Danimarkalı Ressam Bertha Wegmann Tablo Çizerken by Jeanna Bauck - 1870-80 - 100 x 110 cm Danimarkalı Ressam Bertha Wegmann Tablo Çizerken by Jeanna Bauck - 1870-80 - 100 x 110 cm

Danimarkalı Ressam Bertha Wegmann Tablo Çizerken

Tuval üzerine yağlı boya • 100 x 110 cm
  • Jeanna Bauck - 19 Ağustos 1840 - 27 Mayıs 1926 Jeanna Bauck 1870-80

Bugün size Stockholm'daki Ulusal müze ile sunuş yapıyoruz bundan sonra üst üste dört pazar günü boyunca bu müzedeki ustalık eserlerinden muhteşem eserler paylaşıyor olacağız. Umarım beğenirsiniz! :)

Bu 1870'lerin sonuna doğru kadın ressamların ve yazarların kültürel hayata girerek orta sınıfın ve ressamların toplumdaki rolleri değiştirdiği bir dönemdir.

Burada Jeanna Bauck yaratıcı bir aşamanın ortasındaki bir kadın ressamı tasvirlemeyi seçmiştir. Bertha Wegmaan ressam sehpasında, Almanya Münihteki evinde işini tamamen özümsemiş bir haldedir. Sonraki yıllarda Danimarka'nın önde gelen portre ressamlarından birisi olacak Wegmann, Jeanna Bauck'u Paristeki stüdyosunda 1881'de resmetmiştir. Bu tabloda, o dönemin bağımsız, yeni kadın imajını, orta-sınıf kadını feminenliğinin tasfiyesini bir araya getirmeyi başarmıştır. Bu dönemde, ressamlar dostlarının ve iş arkadaşlarının sayısız portrelerini çizmiştir, ama birbirlerinin portrelerini çizenler sadece profesyonel röllerde oynayan kadınlardır. Sanat yaratma isteği bir ataerkillikte baba gibi görülmüştü ve ataeril toplumlar doğal olarak görüldüğünden, bir kadın ressamın olması doğa dışı ve kadın işi değilidi.
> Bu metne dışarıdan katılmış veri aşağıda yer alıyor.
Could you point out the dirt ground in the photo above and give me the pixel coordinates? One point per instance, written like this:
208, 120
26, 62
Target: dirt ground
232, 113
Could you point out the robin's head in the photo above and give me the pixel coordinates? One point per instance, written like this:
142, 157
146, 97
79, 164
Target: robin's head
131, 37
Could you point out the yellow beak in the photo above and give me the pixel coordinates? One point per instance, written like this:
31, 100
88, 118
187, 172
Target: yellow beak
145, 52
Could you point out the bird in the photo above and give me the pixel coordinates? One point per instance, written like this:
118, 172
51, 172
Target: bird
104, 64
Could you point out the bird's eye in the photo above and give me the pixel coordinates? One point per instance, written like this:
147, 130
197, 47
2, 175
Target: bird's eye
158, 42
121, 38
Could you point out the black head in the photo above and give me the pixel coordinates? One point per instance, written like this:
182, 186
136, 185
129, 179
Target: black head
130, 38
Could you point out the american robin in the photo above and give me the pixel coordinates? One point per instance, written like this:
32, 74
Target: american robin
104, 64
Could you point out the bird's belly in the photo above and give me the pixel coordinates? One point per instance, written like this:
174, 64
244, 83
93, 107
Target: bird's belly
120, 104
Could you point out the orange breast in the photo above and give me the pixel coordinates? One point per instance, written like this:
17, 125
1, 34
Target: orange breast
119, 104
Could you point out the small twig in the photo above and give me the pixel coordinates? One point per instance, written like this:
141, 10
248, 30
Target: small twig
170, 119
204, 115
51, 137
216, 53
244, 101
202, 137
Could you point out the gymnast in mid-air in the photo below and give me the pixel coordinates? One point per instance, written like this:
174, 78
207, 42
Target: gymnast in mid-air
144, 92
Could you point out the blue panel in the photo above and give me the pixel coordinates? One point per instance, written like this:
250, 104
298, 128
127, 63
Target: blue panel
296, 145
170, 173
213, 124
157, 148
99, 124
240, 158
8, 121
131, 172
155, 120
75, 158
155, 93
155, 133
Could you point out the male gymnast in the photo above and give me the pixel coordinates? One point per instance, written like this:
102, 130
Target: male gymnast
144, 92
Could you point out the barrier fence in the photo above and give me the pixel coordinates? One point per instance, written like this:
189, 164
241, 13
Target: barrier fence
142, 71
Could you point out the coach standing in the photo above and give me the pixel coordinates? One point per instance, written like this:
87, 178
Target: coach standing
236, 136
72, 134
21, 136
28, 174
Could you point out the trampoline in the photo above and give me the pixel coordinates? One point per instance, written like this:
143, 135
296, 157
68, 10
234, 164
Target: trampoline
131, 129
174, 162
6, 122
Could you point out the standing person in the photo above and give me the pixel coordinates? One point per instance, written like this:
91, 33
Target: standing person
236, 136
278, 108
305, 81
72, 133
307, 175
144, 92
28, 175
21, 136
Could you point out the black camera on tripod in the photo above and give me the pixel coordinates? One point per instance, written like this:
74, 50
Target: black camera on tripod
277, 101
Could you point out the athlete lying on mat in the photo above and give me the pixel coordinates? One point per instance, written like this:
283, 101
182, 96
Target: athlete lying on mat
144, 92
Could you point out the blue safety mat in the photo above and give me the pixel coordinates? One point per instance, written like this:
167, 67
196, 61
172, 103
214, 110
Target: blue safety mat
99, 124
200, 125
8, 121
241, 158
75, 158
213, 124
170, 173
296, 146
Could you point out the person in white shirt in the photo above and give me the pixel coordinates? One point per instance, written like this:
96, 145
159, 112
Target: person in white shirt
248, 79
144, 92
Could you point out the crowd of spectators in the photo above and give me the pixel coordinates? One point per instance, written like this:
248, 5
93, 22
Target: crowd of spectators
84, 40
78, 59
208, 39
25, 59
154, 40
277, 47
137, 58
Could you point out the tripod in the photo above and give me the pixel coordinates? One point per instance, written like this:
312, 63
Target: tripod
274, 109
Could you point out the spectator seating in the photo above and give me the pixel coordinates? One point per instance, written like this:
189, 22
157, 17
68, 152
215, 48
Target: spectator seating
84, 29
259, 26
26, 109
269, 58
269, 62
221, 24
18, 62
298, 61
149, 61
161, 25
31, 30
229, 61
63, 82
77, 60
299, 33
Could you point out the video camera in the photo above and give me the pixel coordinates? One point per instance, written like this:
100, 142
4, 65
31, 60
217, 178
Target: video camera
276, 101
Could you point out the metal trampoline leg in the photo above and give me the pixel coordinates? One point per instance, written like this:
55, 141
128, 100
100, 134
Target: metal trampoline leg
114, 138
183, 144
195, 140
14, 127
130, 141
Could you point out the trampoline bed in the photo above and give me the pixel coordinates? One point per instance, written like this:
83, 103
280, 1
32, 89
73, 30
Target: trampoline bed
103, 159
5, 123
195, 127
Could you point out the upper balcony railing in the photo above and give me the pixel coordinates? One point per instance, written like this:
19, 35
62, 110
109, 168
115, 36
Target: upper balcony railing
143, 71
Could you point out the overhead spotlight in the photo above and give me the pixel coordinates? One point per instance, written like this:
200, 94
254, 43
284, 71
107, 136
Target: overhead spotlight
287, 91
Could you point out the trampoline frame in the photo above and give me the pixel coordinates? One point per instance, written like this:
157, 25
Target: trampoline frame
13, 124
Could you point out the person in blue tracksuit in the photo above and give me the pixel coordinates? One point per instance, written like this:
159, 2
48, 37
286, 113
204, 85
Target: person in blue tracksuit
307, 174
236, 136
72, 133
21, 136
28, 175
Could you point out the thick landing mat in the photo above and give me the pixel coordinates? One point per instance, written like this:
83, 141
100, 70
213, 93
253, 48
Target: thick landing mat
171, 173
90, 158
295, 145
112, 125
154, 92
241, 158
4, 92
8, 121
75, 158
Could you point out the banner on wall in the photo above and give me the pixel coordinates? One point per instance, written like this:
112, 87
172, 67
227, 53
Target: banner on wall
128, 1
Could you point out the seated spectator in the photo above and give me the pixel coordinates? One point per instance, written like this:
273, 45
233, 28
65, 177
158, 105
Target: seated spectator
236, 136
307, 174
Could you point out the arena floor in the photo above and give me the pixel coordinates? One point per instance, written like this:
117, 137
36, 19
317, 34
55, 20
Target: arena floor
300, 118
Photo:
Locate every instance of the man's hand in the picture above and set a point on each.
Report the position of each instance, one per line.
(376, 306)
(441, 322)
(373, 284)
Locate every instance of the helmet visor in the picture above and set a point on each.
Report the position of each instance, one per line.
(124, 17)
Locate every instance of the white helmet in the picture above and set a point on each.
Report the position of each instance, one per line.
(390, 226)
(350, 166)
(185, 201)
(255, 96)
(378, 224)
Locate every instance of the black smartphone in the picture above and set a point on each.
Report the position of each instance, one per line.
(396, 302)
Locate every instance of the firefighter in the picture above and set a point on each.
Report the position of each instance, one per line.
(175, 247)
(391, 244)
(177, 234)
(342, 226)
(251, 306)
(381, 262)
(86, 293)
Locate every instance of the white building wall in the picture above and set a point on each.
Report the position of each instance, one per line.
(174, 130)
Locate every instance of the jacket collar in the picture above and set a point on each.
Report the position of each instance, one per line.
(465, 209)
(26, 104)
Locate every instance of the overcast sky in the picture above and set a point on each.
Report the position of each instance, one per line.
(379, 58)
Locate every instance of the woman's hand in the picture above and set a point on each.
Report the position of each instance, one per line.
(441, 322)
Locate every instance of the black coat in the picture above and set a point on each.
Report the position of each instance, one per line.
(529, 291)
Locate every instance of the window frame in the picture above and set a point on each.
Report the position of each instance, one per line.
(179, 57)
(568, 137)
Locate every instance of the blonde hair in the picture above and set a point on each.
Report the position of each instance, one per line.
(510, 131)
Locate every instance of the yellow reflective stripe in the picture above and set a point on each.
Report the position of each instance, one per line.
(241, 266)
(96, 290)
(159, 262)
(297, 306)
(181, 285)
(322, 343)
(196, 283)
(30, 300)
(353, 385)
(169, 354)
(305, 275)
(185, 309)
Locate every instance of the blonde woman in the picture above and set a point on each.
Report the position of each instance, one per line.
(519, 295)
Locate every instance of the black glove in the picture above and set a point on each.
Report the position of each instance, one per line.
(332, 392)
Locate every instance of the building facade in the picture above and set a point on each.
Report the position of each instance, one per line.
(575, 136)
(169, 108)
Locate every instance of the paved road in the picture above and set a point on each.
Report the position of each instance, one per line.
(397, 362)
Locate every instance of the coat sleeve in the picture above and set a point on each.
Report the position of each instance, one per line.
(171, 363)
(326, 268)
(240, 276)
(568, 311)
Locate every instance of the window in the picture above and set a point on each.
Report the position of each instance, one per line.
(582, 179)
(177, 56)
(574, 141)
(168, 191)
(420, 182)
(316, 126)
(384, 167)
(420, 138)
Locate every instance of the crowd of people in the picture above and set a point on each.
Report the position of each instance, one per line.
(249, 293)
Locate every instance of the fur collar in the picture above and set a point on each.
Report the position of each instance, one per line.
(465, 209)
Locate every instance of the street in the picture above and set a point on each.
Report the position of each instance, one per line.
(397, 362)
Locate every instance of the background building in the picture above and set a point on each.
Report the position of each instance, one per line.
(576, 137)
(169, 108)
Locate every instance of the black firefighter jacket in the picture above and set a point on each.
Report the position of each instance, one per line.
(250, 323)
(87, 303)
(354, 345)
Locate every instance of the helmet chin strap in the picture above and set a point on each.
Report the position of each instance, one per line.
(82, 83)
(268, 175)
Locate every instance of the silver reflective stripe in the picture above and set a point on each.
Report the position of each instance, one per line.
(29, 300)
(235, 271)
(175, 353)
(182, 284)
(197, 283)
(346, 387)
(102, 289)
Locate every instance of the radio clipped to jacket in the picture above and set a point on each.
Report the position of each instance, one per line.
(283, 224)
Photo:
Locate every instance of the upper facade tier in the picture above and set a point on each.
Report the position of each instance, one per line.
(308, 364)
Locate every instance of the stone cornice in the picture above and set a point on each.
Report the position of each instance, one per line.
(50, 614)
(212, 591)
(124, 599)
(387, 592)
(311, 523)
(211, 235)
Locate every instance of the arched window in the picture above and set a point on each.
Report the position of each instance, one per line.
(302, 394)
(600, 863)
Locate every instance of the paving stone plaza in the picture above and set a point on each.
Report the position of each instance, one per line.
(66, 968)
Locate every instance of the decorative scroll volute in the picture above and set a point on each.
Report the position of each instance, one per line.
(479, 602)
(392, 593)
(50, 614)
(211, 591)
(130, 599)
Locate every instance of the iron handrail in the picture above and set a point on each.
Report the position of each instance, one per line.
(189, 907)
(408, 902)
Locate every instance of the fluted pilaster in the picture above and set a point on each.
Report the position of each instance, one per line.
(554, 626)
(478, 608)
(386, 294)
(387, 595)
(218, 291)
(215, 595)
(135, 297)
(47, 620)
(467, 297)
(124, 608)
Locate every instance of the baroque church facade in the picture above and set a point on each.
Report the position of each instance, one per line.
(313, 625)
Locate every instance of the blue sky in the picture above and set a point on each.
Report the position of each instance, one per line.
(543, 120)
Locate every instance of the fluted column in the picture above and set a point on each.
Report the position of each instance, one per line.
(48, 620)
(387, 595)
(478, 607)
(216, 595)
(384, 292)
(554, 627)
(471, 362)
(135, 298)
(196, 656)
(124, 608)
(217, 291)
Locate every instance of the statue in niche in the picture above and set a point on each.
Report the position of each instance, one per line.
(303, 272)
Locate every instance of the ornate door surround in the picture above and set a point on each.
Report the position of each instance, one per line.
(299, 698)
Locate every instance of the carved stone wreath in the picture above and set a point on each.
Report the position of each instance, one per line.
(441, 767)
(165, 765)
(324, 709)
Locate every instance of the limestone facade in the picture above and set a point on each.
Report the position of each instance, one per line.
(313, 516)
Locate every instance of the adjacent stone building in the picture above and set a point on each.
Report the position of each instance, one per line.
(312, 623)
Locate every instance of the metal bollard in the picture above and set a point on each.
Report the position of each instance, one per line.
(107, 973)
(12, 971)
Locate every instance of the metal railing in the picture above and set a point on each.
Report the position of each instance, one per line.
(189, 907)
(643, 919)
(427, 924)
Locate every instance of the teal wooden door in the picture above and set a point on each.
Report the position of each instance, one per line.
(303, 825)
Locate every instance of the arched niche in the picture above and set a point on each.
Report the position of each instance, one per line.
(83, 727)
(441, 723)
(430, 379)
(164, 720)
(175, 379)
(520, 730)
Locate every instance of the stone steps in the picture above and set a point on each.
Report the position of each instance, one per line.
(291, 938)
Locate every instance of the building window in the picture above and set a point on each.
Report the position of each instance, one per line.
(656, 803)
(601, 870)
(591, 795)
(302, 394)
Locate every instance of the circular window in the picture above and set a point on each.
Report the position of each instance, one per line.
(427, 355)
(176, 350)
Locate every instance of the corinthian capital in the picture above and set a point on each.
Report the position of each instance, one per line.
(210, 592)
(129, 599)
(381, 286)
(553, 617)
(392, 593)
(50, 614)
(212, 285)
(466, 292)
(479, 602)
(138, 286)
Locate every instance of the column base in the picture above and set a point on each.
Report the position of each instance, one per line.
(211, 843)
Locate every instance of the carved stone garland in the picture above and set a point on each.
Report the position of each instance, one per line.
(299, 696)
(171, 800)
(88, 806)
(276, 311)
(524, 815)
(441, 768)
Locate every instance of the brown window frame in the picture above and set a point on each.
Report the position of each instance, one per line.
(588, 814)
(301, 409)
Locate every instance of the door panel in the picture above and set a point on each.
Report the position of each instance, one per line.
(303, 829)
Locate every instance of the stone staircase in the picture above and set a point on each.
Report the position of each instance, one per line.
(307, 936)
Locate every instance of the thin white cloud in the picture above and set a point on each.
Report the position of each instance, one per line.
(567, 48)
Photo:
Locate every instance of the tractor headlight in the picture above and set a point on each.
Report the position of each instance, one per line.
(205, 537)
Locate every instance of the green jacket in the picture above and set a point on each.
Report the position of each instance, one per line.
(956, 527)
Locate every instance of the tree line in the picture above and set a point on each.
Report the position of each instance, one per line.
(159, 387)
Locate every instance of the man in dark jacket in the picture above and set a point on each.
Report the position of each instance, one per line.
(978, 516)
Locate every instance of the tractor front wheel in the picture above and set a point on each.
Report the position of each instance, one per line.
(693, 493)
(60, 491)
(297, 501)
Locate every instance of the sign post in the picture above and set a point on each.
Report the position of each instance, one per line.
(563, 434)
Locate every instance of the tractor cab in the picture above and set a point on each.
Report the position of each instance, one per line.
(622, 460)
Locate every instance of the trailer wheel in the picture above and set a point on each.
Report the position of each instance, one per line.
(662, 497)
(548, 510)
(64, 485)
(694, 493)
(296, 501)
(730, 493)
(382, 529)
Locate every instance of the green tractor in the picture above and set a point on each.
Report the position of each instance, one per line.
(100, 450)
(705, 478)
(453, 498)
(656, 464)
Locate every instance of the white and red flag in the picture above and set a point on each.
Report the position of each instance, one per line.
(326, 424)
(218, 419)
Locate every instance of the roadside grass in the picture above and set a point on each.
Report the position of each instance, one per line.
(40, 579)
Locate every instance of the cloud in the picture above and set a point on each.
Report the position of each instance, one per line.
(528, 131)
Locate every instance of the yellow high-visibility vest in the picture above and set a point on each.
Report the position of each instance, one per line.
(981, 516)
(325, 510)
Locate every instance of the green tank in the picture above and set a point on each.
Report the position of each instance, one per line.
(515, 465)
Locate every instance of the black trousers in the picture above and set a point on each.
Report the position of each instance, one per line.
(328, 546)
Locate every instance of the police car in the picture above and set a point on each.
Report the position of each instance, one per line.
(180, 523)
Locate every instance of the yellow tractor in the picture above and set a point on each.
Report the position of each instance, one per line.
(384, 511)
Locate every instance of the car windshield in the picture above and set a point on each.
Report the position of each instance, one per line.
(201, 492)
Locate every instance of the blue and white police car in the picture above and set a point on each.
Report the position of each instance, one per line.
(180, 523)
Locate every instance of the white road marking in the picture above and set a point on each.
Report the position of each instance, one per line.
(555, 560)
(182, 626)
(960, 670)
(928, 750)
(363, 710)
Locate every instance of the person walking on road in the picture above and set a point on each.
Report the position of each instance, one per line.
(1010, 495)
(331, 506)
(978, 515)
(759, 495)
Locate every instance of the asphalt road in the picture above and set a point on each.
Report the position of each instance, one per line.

19. yy'daki hiyerarşik halk ve özel mesafe kuruldu. (Ve bu günümüzde hâlâ bazı şekillerde devam etmektedir). Modern sanat tarihinde, ev zamansız bir alan olarak tanımlanmıştır; ve sözde, kadının alanı, dinamik metropolün toplum hayatındaki modernitenin anlatılarına ilişkin değişmez bir katman olarak görülmüştü.

O zamanda, orta sınıf kadınlar sokaklarda özgürce dolaşamaz olduğundan, kadın ressamlar moderniteyi erkek meslektaşlarından farklı olarak toplumsal mesafe olarak tasvirlemişlerdir. İncelediğinizde, resimlerde mesafenin portrelerinde açık olduğunu görebilirsiniz. İskandinav kadın ressamlar, stüdyo dışına hiç çıkmadıklarını, sadece stüdyonun onlar için evleri ve çalışma yerleri olduğunu gösteriyorlar.  Sosyal mesafe hem iş hem de toplum hayatında yer almıştı. Portrelerinde, stüdyo hem sonsuz imkanları hem de dünyalarının kesin sınırlarını temsil ediyor. Tiyatro salonlarını ve balkonlarıdan moderniteyi çizen yenilikçi kadın ressamların aksine onlar dışarıdaki modern hayatı resmetmeyi seçmedi.